The squabbling parties are two umbrella organisations, each representing thousands of national and local clubs in some 150 countries where the sport is practised - the World Taekwondo Federation and the International Taekwondo Federation. As their names suggest, the ITF and WTF are the Tweedledum and Tweedledee of the martial arts. The ITF is based in Vienna, where its five-man secretariat has been funded and partly staffed by North Koreans. The WTF headquarters is in Seoul, and it is to the WTF that the International Olympic Committee has granted exclusive recognition. The ITF claims 20 million members outside Korea, including at least 25,000 in Britain. None of them can take part in the Olympics, unless they leave the ITF, join the WTF, and play by its rules.
In terms of physical techniques, the differences between the systems are negligible. Taekwondo looks like an acrobatic and rather elegant version of karate. Traditional karatists rarely raise their feet above waist level, but taekwondo is rich in kicks to the chest, head and above. To qualify for each new belt, taekwondoists must also master a pattern of movements called p'umsae which mimic moves used in actual combat. WTF taekwondo requires helmets and body protection; ITF practitioners wear no armour, but do not kick one another in competition. They have different scoring systems, but the principles they operate on are virtually identical.
The differences are grounded in the sport's history. According to the southerners, taekwondo is an ancient art - brochures reproduce murals from royal tombs of the Koguryo dynasty to back up claims that it dates back more than 2,000 years. After Korea's independence from Japanese colonial rule in 1945, the WTF contends, a group of like-minded patriots codified the various forms of the sport into the taekwondo we know today.
The northerners tell a very different and dramatic story, centering on the life and personality of General Choi Hong Hi, the King Lear of taekwondo. By this account, it was Gen Choi who invented and named the sport through a "scientific" synthesis of Japanese karate and traditional Korean fighting techniques.

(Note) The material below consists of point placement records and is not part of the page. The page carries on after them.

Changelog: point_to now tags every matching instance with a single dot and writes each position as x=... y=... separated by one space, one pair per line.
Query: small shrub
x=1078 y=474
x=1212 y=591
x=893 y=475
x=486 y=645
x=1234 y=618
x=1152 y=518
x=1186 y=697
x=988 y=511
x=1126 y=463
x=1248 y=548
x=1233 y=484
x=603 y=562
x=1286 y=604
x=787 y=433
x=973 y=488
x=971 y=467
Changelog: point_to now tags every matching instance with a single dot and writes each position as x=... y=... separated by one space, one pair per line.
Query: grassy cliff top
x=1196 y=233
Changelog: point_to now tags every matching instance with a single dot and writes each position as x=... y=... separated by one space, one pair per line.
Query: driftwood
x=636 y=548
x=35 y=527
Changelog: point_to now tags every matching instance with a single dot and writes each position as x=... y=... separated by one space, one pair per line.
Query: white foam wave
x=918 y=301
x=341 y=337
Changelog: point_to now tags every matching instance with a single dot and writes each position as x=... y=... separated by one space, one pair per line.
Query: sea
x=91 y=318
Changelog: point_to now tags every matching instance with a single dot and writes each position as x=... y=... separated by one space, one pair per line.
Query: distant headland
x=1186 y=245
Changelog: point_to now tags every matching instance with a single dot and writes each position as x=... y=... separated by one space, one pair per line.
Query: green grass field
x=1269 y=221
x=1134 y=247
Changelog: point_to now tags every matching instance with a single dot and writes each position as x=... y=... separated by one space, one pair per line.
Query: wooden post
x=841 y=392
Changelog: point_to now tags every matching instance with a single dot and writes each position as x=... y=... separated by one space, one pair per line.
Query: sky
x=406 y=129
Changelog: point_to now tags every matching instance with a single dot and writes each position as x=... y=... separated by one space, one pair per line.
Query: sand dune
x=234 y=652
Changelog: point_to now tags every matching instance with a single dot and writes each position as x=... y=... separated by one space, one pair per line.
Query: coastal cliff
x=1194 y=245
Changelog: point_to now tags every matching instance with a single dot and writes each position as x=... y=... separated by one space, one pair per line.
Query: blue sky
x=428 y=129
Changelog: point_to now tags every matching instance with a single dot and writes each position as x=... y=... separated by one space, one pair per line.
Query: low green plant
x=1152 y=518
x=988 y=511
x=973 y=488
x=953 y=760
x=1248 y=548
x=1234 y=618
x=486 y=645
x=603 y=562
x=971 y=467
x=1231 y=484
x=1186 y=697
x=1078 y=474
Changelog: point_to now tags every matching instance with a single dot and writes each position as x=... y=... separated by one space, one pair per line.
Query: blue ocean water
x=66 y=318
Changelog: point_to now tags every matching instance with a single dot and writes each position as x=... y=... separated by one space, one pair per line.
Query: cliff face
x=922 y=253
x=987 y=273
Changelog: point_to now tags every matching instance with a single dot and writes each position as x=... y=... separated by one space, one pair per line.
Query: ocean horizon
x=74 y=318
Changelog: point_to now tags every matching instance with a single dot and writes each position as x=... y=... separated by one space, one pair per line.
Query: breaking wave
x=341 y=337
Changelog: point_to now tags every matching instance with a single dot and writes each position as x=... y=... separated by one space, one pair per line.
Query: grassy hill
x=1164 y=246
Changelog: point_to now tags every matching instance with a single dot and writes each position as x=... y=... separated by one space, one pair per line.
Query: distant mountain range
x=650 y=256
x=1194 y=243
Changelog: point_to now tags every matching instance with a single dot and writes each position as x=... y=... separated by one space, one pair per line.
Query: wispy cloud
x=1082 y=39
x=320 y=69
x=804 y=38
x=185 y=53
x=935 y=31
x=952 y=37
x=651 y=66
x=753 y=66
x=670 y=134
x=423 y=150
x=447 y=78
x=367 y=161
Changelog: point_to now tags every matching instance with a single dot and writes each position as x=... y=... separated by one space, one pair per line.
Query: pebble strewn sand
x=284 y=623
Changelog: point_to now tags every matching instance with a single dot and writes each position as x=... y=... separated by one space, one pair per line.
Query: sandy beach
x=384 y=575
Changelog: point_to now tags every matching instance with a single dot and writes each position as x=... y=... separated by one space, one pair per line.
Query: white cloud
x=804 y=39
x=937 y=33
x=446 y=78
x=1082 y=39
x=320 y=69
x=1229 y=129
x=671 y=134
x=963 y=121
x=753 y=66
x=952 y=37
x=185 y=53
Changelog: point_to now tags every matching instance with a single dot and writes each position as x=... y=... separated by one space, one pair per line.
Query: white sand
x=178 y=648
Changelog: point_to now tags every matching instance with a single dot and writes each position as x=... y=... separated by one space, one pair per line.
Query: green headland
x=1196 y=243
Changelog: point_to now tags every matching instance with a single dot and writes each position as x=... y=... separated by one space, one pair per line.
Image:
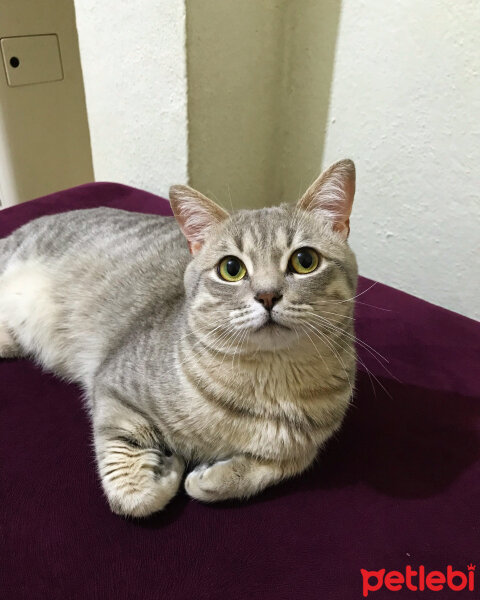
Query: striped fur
x=176 y=367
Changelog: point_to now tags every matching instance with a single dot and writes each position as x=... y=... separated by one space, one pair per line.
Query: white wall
x=134 y=68
x=405 y=105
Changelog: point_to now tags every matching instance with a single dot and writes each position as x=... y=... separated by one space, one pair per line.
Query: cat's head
x=270 y=278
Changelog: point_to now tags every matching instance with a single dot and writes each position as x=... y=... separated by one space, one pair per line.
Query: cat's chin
x=272 y=336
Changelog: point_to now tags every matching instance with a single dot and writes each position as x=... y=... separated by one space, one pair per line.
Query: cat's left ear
x=331 y=195
x=195 y=213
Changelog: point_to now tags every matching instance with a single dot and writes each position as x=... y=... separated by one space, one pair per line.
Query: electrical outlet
x=31 y=59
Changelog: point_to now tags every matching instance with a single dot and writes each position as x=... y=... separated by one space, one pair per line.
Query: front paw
x=211 y=483
x=140 y=483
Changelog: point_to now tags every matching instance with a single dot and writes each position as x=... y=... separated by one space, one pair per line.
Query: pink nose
x=268 y=299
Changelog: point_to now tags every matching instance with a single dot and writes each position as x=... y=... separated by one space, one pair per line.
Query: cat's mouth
x=271 y=324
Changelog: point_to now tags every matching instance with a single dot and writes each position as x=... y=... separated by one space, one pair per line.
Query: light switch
x=31 y=59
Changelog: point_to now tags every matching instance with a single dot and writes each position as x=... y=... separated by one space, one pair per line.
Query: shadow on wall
x=259 y=84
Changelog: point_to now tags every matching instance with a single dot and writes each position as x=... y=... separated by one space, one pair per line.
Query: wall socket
x=44 y=136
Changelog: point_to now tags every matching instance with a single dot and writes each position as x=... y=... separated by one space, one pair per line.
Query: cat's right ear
x=195 y=213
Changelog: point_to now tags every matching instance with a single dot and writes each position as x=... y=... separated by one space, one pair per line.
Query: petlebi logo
x=418 y=580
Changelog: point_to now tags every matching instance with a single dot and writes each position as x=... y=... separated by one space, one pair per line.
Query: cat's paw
x=142 y=482
x=8 y=346
x=211 y=483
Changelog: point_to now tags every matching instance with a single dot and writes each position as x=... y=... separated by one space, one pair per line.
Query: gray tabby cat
x=236 y=358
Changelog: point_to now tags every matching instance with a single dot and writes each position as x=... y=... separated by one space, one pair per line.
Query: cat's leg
x=139 y=476
x=239 y=477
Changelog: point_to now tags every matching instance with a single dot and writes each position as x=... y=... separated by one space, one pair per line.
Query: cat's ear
x=195 y=213
x=331 y=195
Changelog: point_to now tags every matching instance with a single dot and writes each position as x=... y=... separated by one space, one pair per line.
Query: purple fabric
x=399 y=485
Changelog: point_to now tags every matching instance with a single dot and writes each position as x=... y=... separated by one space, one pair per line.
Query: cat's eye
x=231 y=268
x=304 y=260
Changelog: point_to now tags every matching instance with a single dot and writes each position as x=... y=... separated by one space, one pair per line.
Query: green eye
x=231 y=268
x=304 y=260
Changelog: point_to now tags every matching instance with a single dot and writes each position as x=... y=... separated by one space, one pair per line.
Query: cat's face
x=267 y=279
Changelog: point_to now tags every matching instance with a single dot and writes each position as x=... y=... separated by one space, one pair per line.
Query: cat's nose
x=268 y=299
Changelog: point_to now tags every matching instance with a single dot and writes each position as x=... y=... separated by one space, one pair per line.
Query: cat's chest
x=261 y=413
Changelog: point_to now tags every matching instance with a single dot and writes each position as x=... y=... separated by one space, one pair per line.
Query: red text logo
x=418 y=580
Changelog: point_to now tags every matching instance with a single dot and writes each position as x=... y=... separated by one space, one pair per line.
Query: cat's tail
x=5 y=253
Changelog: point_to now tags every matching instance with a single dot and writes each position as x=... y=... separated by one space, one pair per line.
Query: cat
x=229 y=354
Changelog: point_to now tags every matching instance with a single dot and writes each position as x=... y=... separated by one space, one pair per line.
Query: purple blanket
x=398 y=489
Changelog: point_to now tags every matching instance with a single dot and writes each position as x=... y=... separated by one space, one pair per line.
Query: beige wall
x=258 y=96
x=278 y=89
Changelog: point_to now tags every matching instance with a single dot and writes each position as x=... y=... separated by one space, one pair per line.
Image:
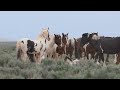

In 1966 he founded the ITF, attracting international attention, including that of the South Korean dictator, Park Chung Hee.
To his dismay, Gen Choi found his beloved sport being manipulated for political ends."President Park wanted access to the ITF as a powerful muscle in his dictatorship," he says. "For example, Park had exclusively employed taekwondo instructors to kidnap about 50 Korean students and professors who were studying in West Germany in 1967 ... I was left with two choices - surrender to the injustice or be sentenced for life in prison." Instead the 79-year-old general chose exile in Canada, where he still lives.
The WTF likes to portray Choi as a shrill, but rather inconsequential, troublemaker. Over the last 30 years the general has sent out a stream of impassioned petitions denouncing the southern-based version of taekwondo as a sham, a mere variant of the karate taught during the colonial period by the hated Japanese, a tool "controlled by politicians and Korean CIA officers".
But the WTF has the general in a neck lock - as the Olympics near, Choi-affiliated taekwondoists in Britain report dwindling numbers as ambitious athletes desert for the only organisation that can get them to Sydney. The WTF-affiliated body is holding Britain's first international Taekwondo championship in Birmingham this week, with about 1,500 competitors from 40 countries. But the general is not giving in. His federation plans to dampen its rival's Olympic debut by holding its own tournament in Sydney, just before the Games.
For several months now the two Koreas have been edging inconclusively towards peace talks aimed at eventual reunification. However long this takes, it is likely to be longer still before peace comes to the practitioners of the art of punching and kicking.